Znajomy raz się zablokował w lancerze (2010r) jakiś tam anty włam był, na szczęście miał laptopa, złącze i internet... wyszedł po 2h, ale prawdę mówiąc to sam nie do końca wiedział co zrobił.

to informacja od ubezpieczyciela zawsze wiedzą co aktualnie jest na top-ie

Szanuj zdrowie należycie, bo jak umrzesz, stracisz życie

Wybacz ale nie czytam polskich for motoryzacyjnych a już na pewno nie sugeruję się zaslyszanymi gdzieś opiniami.

 

kolega opisywał swoją historię, nie z internetu nie zasłyszaną.

 

to informacja od ubezpieczyciela zawsze wiedzą co aktualnie jest na top-ie

 

wiesz, sprawdzić nigdy nie zawadzi, ja zawsze 2-3 razy wciskam pilot i czekam na potwierdzanie, mam taki nawyk.
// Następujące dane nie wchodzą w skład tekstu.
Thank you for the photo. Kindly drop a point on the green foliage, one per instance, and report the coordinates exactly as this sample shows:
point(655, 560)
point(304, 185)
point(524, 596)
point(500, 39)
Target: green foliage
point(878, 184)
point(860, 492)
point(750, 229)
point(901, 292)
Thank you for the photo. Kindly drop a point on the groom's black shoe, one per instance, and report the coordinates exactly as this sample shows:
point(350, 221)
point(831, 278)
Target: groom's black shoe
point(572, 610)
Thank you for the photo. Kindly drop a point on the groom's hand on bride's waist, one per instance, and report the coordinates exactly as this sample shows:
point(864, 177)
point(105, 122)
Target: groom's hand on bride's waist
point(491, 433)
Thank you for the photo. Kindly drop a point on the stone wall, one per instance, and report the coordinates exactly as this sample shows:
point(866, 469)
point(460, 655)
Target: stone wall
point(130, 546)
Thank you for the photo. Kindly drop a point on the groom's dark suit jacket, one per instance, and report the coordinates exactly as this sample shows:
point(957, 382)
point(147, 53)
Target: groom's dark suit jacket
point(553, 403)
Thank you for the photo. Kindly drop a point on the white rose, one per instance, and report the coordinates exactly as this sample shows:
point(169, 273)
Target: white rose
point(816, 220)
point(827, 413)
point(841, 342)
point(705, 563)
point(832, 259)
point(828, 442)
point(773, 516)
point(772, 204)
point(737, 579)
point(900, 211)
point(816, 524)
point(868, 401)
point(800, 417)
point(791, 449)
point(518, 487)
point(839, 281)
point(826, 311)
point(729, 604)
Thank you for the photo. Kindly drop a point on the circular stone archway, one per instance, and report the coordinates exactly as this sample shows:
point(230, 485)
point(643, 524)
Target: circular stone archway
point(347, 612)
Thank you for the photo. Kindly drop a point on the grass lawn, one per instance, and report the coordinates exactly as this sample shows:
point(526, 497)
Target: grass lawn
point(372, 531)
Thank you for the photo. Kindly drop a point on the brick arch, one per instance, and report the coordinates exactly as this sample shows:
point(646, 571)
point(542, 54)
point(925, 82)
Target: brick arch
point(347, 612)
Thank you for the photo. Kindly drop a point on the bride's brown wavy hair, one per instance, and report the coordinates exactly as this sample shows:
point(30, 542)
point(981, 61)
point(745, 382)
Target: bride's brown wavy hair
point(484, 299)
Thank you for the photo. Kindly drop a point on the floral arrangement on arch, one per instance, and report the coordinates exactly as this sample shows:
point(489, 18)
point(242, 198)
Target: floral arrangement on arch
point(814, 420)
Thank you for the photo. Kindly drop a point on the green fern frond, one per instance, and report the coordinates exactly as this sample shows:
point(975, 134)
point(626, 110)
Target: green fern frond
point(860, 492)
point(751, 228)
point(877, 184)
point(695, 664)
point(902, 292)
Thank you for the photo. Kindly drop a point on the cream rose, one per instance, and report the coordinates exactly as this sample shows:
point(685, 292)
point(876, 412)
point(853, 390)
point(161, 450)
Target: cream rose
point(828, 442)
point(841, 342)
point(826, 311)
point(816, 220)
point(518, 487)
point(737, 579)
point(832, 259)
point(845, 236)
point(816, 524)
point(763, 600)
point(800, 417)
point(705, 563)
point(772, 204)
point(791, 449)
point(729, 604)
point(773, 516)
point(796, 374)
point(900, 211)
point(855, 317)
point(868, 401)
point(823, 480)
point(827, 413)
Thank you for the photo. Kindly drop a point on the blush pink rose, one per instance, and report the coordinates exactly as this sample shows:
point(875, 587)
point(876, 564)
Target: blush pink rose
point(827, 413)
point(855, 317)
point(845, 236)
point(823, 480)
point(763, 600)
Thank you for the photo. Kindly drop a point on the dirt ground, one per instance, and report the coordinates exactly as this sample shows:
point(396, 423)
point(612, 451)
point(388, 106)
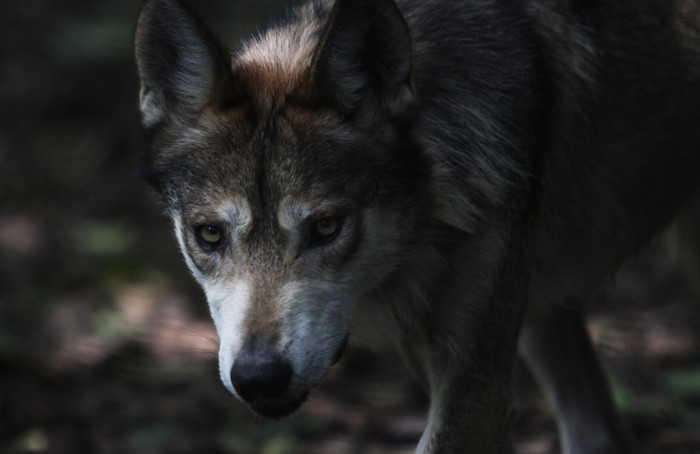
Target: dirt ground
point(105, 342)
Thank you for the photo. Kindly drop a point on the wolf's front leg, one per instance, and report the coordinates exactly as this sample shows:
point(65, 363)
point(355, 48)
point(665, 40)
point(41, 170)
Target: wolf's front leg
point(466, 359)
point(467, 417)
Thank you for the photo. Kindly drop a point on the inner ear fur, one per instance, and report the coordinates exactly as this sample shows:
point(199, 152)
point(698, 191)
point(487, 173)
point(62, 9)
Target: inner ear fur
point(181, 64)
point(364, 58)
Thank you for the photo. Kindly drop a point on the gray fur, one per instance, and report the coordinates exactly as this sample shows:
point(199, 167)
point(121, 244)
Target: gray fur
point(485, 161)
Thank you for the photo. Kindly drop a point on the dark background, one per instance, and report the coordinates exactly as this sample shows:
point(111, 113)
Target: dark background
point(105, 341)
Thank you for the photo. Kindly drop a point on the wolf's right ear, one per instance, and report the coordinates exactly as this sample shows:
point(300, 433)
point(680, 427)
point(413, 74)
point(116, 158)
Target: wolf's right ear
point(182, 66)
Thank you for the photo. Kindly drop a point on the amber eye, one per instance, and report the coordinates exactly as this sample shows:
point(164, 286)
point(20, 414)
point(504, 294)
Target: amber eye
point(209, 236)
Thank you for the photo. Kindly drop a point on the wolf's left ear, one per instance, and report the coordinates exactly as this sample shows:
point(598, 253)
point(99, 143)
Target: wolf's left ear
point(182, 66)
point(364, 56)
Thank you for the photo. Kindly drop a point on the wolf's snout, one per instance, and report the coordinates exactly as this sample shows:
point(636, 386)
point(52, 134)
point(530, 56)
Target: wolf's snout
point(260, 375)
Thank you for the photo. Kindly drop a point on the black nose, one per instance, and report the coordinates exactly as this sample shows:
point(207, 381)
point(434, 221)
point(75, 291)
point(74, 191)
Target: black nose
point(260, 375)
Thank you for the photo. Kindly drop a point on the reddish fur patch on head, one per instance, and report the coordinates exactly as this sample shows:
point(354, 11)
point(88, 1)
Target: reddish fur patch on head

Nie wierzę w zabezpieczenia, jak będą chcieli dmuchnąć i tak to zrobią. Sprzęt dzisiaj jest taki że się nam w głowach nie mieści. Nowe zabezpieczenia to zawsze mam kluczyk (auto + kierowca)

 

A ubezpieczalni lepiej się za bardzo nie chwalić... potem jest problem z odszkodowaniem.

Wybacz ale nie czytam polskich for motoryzacyjnych a już na pewno nie sugeruję się zaslyszanymi gdzieś opiniami.

Powód jest bardzo prozaiczny : przytłaczająca większość samochodów jeżdżących w Polsce to samochody powypadkowe.

To czytaj ze zrozumieniem , jeśli nagminna usterka jest chwilę potem wykluczana z gwarancji BMW, a jak chcesz sprawdzić wiarygodność to sprawdź sobie czy taki fakt ma miejsce w dokumencie gwarancyjnym i żadne forum nie będzie Ci potrzebne ani moje opinie.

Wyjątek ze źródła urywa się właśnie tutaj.